Gorilla in the room - Beware of snake oil sellers when trying to measure System 1

Dr Ali Goode’s contribution to the debate was featured on Research Live alongside our friends at Simpson Carpenter.

Daniel Kahneman’s fast and slow thinking popularised the age-old dual-process theory. Within months of its publication, the prevailing opinion was that marketers were ‘missing the other half of the coin’. Where is the insight into gut reactions, the unconscious and automatic? Quantitative researchers looked to techniques such as the implicit association test (IAT) to reveal what customers were ‘really’ thinking.

IAT is built on the premise that the harder one must work to rectify gut reactions, the slower the response or the more likely one is to make an error. The years have not been kind to this otherwise credible idea. An analysis of 492 studies subsequently found scant evidence linking differences in IAT scores with related behaviours. Being expensive to administer, exhausting to complete, or lacking in benchmarks, implicit techniques with potential had already lost commercial footing.

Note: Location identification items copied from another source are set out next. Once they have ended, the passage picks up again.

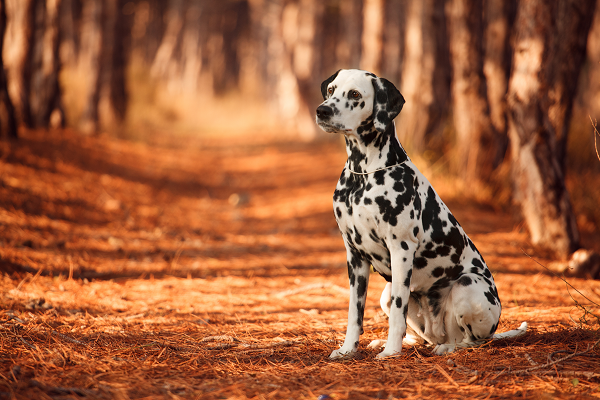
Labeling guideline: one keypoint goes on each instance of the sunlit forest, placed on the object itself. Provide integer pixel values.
(166, 228)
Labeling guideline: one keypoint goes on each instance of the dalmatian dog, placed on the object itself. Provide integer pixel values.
(439, 288)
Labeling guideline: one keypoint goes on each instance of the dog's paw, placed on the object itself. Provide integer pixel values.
(377, 344)
(341, 354)
(442, 349)
(388, 354)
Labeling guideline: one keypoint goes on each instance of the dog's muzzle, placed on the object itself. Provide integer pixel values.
(324, 112)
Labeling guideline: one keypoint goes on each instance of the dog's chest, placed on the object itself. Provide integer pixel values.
(371, 210)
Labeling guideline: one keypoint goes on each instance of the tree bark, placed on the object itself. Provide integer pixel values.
(394, 32)
(573, 20)
(498, 17)
(90, 61)
(535, 117)
(45, 97)
(18, 53)
(592, 93)
(425, 92)
(372, 34)
(349, 51)
(8, 123)
(475, 135)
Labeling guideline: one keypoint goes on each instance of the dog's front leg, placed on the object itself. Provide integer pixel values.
(358, 275)
(402, 260)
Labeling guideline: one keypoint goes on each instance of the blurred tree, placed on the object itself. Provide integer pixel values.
(103, 54)
(476, 139)
(498, 19)
(592, 99)
(8, 123)
(17, 53)
(549, 45)
(34, 64)
(425, 79)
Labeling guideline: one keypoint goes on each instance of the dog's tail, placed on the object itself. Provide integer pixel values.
(520, 331)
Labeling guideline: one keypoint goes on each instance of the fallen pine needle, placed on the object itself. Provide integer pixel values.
(446, 374)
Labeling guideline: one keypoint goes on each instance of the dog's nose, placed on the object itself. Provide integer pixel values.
(324, 112)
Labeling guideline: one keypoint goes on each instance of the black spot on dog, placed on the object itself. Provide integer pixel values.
(464, 281)
(398, 302)
(477, 263)
(490, 297)
(420, 262)
(357, 237)
(453, 273)
(408, 277)
(493, 330)
(361, 290)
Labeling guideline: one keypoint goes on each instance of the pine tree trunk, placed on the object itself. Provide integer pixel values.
(19, 48)
(372, 33)
(573, 20)
(90, 61)
(475, 134)
(425, 94)
(8, 123)
(592, 93)
(496, 65)
(45, 94)
(539, 64)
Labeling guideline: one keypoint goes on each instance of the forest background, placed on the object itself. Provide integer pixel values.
(166, 228)
(500, 92)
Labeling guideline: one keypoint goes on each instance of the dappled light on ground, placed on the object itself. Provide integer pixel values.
(213, 268)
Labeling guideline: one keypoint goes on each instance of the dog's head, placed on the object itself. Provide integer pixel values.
(357, 102)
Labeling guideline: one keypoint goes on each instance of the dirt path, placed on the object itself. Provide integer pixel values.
(183, 269)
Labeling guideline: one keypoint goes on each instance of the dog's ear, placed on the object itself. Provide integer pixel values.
(326, 83)
(387, 103)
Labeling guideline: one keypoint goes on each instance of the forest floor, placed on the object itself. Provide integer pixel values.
(213, 269)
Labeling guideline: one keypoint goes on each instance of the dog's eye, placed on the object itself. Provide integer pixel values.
(354, 95)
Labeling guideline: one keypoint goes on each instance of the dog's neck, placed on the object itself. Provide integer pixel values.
(372, 150)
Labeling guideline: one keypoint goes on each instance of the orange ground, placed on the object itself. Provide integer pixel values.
(182, 269)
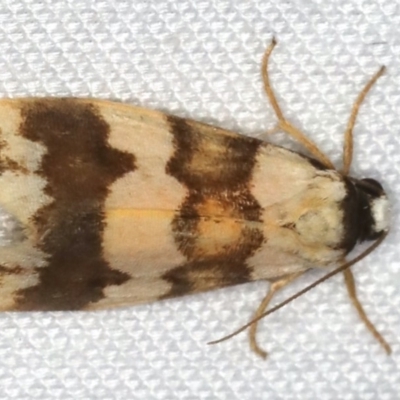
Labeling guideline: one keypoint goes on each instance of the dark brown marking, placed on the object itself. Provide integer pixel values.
(217, 170)
(79, 167)
(358, 221)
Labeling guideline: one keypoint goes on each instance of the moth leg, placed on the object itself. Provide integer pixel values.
(351, 289)
(272, 290)
(348, 134)
(283, 123)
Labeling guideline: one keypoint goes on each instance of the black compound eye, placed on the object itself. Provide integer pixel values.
(371, 187)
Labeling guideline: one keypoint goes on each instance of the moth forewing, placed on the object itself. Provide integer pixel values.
(107, 205)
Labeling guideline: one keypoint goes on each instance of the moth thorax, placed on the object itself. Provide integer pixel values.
(375, 209)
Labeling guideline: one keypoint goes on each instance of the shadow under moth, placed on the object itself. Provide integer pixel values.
(105, 205)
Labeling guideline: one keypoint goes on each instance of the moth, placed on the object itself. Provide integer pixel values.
(105, 205)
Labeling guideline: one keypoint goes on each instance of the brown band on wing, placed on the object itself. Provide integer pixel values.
(79, 166)
(216, 226)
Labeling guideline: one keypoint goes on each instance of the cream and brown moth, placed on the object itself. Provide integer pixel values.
(105, 205)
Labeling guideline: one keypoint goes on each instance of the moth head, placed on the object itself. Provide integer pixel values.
(375, 209)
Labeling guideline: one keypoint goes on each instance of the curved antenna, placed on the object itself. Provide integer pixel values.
(336, 271)
(348, 134)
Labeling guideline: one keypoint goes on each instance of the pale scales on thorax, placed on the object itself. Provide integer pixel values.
(104, 204)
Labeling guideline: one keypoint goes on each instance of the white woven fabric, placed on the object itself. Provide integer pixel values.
(201, 59)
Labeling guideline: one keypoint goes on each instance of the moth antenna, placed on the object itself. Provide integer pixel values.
(329, 275)
(348, 134)
(283, 123)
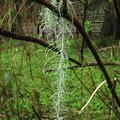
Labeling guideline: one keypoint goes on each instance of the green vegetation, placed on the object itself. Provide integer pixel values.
(26, 89)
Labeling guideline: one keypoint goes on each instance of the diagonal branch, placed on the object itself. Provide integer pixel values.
(78, 25)
(42, 42)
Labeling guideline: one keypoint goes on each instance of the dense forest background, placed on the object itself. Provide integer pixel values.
(59, 59)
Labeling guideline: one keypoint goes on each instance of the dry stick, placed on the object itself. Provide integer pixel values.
(83, 65)
(87, 39)
(42, 42)
(92, 96)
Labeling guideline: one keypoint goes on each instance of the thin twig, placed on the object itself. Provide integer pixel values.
(91, 96)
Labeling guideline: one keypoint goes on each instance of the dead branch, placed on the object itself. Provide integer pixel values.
(93, 64)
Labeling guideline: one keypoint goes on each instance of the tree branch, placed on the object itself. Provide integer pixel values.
(78, 25)
(82, 66)
(117, 9)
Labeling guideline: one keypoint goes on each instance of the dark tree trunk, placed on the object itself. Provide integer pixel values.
(108, 25)
(17, 23)
(111, 25)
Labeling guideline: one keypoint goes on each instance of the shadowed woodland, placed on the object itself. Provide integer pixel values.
(59, 60)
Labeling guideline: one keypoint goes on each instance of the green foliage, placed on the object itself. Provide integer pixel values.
(23, 84)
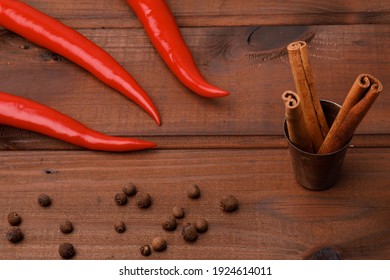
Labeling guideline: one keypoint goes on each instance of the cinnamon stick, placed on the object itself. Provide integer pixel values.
(359, 100)
(296, 126)
(314, 116)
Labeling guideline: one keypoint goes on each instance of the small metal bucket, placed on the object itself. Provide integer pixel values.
(317, 171)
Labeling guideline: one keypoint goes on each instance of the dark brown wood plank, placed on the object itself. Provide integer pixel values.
(250, 62)
(277, 219)
(117, 14)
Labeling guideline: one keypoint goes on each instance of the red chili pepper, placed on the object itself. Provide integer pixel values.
(162, 29)
(26, 114)
(48, 32)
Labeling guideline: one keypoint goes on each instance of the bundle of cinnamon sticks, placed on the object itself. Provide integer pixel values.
(306, 123)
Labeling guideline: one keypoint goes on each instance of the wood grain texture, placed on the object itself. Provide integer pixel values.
(116, 13)
(277, 219)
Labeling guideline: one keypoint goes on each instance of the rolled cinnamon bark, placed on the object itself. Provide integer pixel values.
(296, 126)
(359, 100)
(314, 116)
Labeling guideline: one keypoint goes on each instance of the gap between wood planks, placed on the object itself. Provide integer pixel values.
(176, 142)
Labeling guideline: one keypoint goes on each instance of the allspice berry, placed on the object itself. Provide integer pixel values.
(66, 250)
(120, 227)
(201, 225)
(44, 200)
(189, 232)
(120, 199)
(229, 203)
(66, 227)
(169, 223)
(159, 244)
(14, 219)
(178, 212)
(193, 192)
(130, 189)
(14, 235)
(145, 250)
(143, 200)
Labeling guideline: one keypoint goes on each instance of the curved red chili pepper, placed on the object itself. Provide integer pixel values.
(162, 29)
(26, 114)
(47, 32)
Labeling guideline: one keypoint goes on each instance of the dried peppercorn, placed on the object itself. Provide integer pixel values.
(120, 199)
(66, 227)
(130, 189)
(143, 200)
(229, 203)
(201, 225)
(189, 232)
(159, 244)
(44, 200)
(178, 212)
(66, 250)
(14, 219)
(169, 223)
(145, 250)
(193, 192)
(14, 235)
(120, 227)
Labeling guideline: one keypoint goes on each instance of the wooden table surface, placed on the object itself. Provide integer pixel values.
(233, 145)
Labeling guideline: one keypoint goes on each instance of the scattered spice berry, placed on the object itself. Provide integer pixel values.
(66, 227)
(145, 250)
(193, 192)
(201, 225)
(169, 223)
(159, 244)
(14, 219)
(120, 199)
(189, 232)
(229, 203)
(120, 227)
(66, 250)
(14, 235)
(130, 189)
(178, 212)
(143, 199)
(44, 200)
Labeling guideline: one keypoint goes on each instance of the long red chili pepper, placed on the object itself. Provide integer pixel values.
(162, 29)
(48, 32)
(26, 114)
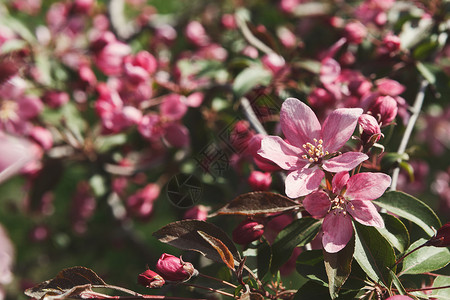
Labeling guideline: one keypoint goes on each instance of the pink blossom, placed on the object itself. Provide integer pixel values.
(260, 181)
(349, 199)
(15, 152)
(311, 148)
(355, 32)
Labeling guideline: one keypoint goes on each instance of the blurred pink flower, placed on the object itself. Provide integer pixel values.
(350, 197)
(310, 147)
(15, 154)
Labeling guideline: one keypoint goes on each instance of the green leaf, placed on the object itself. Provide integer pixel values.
(298, 233)
(250, 78)
(395, 232)
(338, 266)
(410, 208)
(398, 285)
(426, 259)
(310, 265)
(264, 258)
(374, 254)
(441, 281)
(311, 290)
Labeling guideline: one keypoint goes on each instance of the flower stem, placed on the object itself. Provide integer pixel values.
(409, 128)
(219, 280)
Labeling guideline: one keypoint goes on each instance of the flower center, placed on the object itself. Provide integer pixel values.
(8, 111)
(340, 205)
(314, 152)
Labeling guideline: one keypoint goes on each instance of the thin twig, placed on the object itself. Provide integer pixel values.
(219, 280)
(409, 128)
(242, 25)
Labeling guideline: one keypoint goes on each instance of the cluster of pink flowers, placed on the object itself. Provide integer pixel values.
(311, 151)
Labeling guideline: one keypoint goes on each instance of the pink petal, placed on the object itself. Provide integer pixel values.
(339, 181)
(367, 186)
(338, 127)
(277, 150)
(337, 232)
(298, 122)
(303, 182)
(365, 213)
(317, 204)
(344, 162)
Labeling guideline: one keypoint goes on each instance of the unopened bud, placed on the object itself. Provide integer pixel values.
(260, 181)
(441, 238)
(173, 268)
(247, 232)
(370, 129)
(151, 279)
(384, 109)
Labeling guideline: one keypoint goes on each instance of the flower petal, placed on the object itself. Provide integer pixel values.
(344, 162)
(365, 213)
(339, 181)
(286, 156)
(317, 204)
(303, 182)
(337, 232)
(367, 186)
(338, 128)
(298, 122)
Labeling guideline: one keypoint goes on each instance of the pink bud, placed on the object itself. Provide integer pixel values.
(370, 128)
(42, 136)
(273, 62)
(384, 109)
(228, 21)
(173, 268)
(441, 238)
(260, 181)
(389, 87)
(198, 212)
(151, 279)
(196, 34)
(355, 32)
(55, 99)
(247, 231)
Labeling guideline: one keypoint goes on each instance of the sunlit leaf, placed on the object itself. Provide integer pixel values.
(426, 259)
(338, 267)
(298, 233)
(255, 203)
(220, 247)
(68, 282)
(374, 254)
(410, 208)
(395, 232)
(184, 235)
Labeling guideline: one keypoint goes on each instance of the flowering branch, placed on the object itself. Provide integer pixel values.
(409, 128)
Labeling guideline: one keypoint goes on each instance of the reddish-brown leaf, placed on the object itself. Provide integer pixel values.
(256, 203)
(184, 235)
(220, 247)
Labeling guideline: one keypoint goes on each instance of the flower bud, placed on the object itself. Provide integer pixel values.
(151, 279)
(247, 232)
(441, 238)
(173, 268)
(355, 32)
(370, 129)
(198, 212)
(384, 109)
(260, 181)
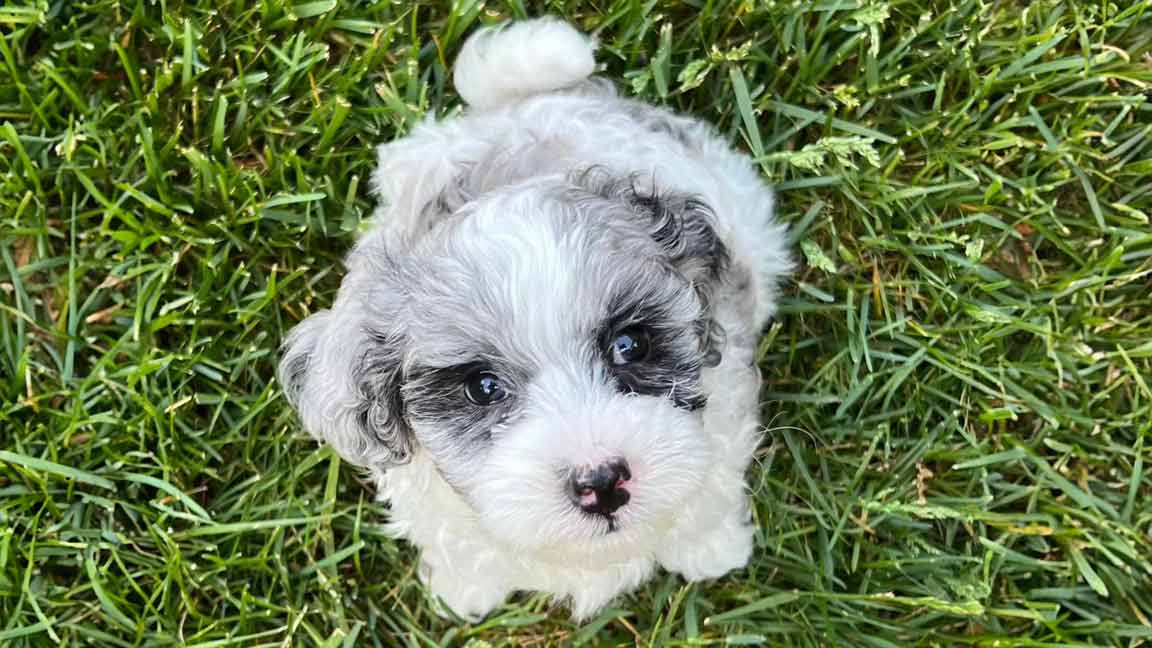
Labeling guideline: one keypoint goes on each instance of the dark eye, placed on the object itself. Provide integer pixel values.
(629, 345)
(484, 387)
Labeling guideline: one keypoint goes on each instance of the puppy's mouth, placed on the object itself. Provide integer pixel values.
(611, 519)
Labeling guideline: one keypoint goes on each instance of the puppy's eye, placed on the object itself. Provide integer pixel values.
(484, 387)
(629, 345)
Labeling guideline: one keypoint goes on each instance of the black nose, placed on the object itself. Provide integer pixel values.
(601, 489)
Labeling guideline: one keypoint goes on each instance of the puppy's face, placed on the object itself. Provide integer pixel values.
(543, 345)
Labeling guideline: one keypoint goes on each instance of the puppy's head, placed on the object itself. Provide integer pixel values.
(542, 344)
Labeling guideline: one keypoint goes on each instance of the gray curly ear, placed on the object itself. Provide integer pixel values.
(684, 227)
(345, 382)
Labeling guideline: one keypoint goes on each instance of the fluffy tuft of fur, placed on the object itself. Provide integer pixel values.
(502, 63)
(518, 242)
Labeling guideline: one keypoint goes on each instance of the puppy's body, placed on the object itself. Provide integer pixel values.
(540, 240)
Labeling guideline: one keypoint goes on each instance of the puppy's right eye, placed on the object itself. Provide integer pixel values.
(484, 389)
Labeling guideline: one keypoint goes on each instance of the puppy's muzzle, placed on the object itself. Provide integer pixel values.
(601, 489)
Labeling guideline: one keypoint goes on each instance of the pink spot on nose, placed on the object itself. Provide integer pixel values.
(588, 497)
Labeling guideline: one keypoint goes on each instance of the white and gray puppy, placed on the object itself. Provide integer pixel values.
(544, 347)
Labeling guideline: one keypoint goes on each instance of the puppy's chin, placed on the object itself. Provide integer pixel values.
(522, 495)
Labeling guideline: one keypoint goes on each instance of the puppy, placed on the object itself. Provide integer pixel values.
(544, 347)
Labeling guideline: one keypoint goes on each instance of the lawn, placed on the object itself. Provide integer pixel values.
(959, 387)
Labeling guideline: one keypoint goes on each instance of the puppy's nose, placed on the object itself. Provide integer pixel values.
(601, 489)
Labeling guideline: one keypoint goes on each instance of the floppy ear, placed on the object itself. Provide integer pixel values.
(684, 227)
(345, 381)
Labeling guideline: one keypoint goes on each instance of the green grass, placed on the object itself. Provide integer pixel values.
(959, 387)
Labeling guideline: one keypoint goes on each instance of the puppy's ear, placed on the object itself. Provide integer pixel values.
(345, 381)
(684, 227)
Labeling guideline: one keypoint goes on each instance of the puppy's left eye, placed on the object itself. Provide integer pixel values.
(629, 345)
(484, 387)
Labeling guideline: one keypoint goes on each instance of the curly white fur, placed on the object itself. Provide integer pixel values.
(493, 226)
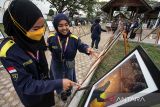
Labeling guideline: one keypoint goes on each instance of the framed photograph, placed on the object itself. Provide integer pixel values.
(50, 26)
(1, 35)
(130, 82)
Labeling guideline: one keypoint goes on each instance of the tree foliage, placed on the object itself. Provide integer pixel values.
(73, 6)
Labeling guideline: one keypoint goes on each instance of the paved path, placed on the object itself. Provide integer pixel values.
(8, 96)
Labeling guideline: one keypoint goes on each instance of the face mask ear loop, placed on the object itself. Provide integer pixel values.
(17, 24)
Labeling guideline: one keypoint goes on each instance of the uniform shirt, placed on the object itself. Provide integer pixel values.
(26, 74)
(74, 44)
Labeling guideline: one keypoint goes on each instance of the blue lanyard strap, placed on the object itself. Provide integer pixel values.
(65, 48)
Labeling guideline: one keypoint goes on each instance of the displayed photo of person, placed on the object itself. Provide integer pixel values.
(130, 79)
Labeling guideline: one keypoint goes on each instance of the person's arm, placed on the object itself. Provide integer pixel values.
(25, 82)
(102, 29)
(82, 47)
(49, 41)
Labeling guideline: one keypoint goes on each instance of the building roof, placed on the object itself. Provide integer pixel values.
(132, 5)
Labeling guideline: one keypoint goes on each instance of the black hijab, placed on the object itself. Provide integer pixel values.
(56, 21)
(26, 14)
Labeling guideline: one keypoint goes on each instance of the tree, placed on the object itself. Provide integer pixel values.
(73, 6)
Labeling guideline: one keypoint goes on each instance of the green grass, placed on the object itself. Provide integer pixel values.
(115, 55)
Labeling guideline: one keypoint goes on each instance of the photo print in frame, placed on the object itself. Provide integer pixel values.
(129, 83)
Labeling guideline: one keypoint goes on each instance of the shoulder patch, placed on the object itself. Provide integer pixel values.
(51, 35)
(74, 36)
(6, 47)
(27, 62)
(13, 72)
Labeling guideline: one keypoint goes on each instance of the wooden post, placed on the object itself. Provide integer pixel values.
(125, 42)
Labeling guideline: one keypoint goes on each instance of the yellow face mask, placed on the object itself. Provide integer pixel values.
(36, 35)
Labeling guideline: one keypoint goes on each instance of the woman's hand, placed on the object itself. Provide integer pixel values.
(92, 52)
(68, 83)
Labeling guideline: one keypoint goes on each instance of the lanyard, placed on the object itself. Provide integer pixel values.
(60, 44)
(33, 56)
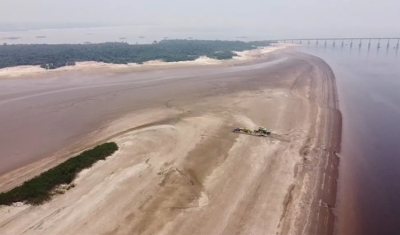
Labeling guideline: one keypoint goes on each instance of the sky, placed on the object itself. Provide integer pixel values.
(283, 18)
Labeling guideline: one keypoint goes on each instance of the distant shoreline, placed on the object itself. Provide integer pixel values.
(242, 57)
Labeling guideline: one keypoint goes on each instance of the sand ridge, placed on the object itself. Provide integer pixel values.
(181, 170)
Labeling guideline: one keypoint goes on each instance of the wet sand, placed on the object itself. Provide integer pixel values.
(180, 169)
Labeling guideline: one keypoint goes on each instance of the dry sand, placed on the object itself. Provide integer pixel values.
(245, 56)
(181, 170)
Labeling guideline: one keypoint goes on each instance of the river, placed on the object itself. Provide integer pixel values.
(368, 81)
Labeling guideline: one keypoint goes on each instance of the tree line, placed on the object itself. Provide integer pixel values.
(39, 189)
(54, 56)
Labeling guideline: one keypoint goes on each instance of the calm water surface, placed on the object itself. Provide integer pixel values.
(369, 173)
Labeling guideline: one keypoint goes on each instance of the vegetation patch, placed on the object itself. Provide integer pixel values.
(53, 181)
(55, 56)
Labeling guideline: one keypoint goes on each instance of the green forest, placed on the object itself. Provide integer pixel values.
(54, 56)
(39, 189)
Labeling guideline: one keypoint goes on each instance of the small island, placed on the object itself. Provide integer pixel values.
(55, 56)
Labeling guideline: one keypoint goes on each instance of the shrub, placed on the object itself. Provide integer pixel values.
(38, 189)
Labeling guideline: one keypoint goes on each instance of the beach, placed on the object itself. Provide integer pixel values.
(180, 168)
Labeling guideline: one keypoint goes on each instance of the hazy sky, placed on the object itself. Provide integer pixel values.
(298, 18)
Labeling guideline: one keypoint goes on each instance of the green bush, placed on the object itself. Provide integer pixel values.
(38, 189)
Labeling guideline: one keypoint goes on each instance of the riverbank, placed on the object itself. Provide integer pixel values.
(90, 66)
(180, 168)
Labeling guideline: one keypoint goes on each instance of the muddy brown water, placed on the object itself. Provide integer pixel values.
(369, 94)
(41, 115)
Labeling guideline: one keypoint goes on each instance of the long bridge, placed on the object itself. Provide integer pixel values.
(334, 40)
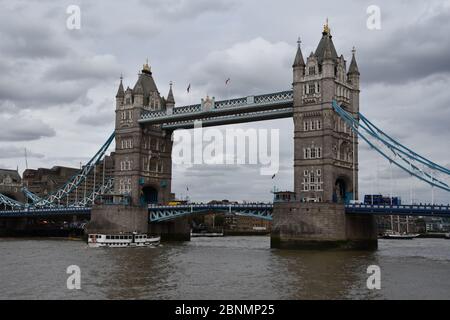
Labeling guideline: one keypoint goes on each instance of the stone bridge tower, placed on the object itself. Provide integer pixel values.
(325, 154)
(143, 153)
(325, 157)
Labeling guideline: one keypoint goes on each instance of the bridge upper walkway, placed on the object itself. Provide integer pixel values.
(159, 213)
(246, 109)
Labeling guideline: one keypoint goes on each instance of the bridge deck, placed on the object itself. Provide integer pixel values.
(258, 210)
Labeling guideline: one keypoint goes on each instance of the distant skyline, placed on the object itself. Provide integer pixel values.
(57, 86)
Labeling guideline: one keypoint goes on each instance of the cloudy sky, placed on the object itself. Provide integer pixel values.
(57, 86)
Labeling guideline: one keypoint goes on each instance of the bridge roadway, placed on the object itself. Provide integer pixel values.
(158, 213)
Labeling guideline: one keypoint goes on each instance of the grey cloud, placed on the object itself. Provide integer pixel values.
(256, 66)
(8, 152)
(98, 67)
(100, 115)
(417, 49)
(23, 129)
(187, 10)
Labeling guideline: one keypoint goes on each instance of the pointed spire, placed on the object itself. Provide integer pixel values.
(353, 69)
(299, 62)
(170, 98)
(146, 68)
(328, 55)
(326, 47)
(326, 28)
(138, 89)
(120, 92)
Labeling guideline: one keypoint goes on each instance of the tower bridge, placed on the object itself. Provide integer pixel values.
(328, 126)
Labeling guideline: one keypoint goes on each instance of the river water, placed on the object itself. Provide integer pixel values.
(222, 268)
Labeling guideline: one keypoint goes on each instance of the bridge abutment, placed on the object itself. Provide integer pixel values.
(300, 225)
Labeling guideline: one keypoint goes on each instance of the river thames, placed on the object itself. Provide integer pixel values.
(222, 268)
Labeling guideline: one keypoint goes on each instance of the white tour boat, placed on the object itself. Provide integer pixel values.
(122, 240)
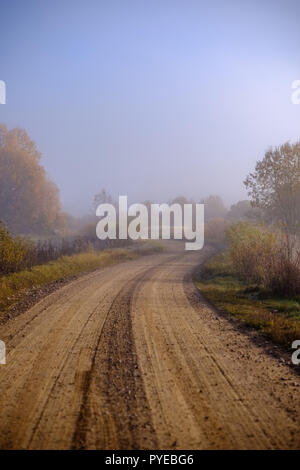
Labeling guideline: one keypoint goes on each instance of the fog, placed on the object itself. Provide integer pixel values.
(150, 99)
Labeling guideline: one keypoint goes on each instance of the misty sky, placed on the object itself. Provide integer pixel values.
(150, 99)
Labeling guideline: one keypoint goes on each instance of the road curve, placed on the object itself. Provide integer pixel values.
(131, 357)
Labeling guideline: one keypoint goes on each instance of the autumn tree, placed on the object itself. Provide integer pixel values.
(274, 186)
(214, 207)
(29, 201)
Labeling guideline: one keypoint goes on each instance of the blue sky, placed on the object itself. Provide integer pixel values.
(150, 98)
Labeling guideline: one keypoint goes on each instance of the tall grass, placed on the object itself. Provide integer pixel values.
(14, 286)
(262, 255)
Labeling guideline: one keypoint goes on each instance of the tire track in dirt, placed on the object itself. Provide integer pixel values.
(133, 357)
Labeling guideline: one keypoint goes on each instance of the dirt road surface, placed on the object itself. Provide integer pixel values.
(131, 357)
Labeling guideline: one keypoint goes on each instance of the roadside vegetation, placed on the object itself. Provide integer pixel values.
(15, 286)
(256, 277)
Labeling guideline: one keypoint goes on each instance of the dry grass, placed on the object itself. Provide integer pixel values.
(276, 317)
(14, 286)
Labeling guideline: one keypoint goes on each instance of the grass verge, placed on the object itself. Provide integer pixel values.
(277, 318)
(14, 288)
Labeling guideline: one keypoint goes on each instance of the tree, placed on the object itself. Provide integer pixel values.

Implicit reaction time (IRT) won out. Easy to administer, IRT addresses lots of attributes, and is fun to do. When Simpson Carpenter trialled IRT in 2012, results were initially encouraging and plausible. Upon the re-asking of identical questionnaires, less so. Results differed so substantially, the data so notably indisposed to severe cleaning and mathematical torture, that IRT was put on ice. Test-retest reliability is a prerequisite for validity. Plainly said, if one cannot return a similar result on the second time of asking, one is not measuring anything real. This is quite problematic because there is absolutely no getting around this, no matter how insightful results may appear.

While it is conceivable that response time can be used to detect duplicity, this is not the context in which it is applied within IRT. Rather, IRT has no rules or incorrect answers to navigate, no struggle between head and heart. So it is hardly surprising to discover that evidence in support of IRT needs to cite experiments that are not based on reaction time.

Paddling the keyboard or screen as fast as one can go, as IRT instructs, still means that answers are subject to highly variable degrees of logical, deliberate filtering, at which point IRT has no advantage over any other form of stated response. Furthermore, dual-process theory maintains that just because mental processing is fast does not mean that System 1 is at work.

More recently, I’m guided by the bold and comprehensive GfK paper, which concluded:

The higher differentiation seen in IRT was attributed to higher error rather than reliable differences
IRT suffered low reliability and validity
Stated measures showed stronger relationships with purchase likelihood and recommendation

At best, IRT is too blunt an instrument, at worst, a reading or concentration test, perhaps the drunk cousin of direct questioning; incoherent, fumbling up the stairs, falling at every hurdle. Even if this weren’t so, our hasty judgements, mental blocks, consideration sets, impulse buys or instincts about brands are not functions of reaction time. In this sense, IRT is akin to using a stopwatch, instead of map, to plot a route.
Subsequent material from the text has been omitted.